Norwegian football manager (born 1994)

Renate Køppen Blindheim (born 17 March 1994) is a Norwegian football manager and former footballer who is currently manager of Norwegian 2. divisjon club Sotra. In June 2020, Blindheim gained attention for being the first female manager to manage a professional Norwegian men's football team.

==Early life==
Blindheim grew up in Bergen and aspired to be a professional footballer from a young age. She represented Norway three times at youth level, featuring alongside future Norway senior international players such as Guro Reiten and Caroline Graham Hansen. Blindheim struggled with injuries and, at the age of 17, retired from football after a serious foot injury.
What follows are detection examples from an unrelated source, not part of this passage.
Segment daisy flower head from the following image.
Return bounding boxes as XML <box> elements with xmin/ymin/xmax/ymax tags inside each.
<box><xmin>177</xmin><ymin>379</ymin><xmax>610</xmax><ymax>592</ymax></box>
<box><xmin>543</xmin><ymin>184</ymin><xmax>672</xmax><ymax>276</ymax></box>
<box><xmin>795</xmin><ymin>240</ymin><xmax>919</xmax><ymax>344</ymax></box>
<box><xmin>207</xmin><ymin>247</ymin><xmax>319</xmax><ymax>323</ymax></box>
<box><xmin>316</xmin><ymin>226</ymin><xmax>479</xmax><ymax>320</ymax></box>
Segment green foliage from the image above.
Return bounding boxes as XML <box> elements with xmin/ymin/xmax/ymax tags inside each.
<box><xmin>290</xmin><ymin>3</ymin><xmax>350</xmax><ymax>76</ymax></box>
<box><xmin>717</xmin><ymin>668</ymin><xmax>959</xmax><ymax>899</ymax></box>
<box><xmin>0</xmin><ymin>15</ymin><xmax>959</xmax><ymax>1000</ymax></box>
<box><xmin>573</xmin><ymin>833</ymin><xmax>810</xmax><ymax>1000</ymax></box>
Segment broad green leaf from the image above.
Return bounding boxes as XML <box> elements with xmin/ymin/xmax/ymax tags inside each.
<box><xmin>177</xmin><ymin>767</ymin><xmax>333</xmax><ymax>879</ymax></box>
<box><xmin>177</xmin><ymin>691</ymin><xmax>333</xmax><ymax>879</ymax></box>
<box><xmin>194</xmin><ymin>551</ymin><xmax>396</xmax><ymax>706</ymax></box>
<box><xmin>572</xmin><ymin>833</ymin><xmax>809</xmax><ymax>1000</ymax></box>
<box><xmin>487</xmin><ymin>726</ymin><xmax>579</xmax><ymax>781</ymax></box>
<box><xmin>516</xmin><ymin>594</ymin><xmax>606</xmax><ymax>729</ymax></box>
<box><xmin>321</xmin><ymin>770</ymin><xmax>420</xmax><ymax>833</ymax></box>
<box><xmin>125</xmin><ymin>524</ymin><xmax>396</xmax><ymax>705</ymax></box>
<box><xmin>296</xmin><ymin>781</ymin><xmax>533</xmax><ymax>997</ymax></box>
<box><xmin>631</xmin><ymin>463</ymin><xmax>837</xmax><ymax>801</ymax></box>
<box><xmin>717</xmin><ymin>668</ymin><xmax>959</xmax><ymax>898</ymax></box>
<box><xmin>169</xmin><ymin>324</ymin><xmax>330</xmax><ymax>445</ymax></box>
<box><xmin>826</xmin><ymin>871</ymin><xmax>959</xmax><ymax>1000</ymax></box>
After this, she decided to focus on coaching her younger sister. Her father was a football manager at the time.

==Managerial career==
Blindheim first worked as a youth coach for Gneist and then later for Olsvik. After her spell at Olsvik, she worked as a player development coach at Åsane. It was during this time that she decided to aspire to be a manager in the Eliteserien, the top tier of Norwegian men's football.

On 19 June 2020, it was announced that Blindheim would be the manager of 2. divisjon club Sotra, meaning that she would be the first female manager to take charge of a professional Norwegian men's football team. The news of her appointment led to significant international media coverage of both her and the club. After six league games, Sotra were undefeated and at the top of the league table with five victories. Following that spell, however, the team's form worsened and they had one draw and seven losses, meaning that they were seventh in the league.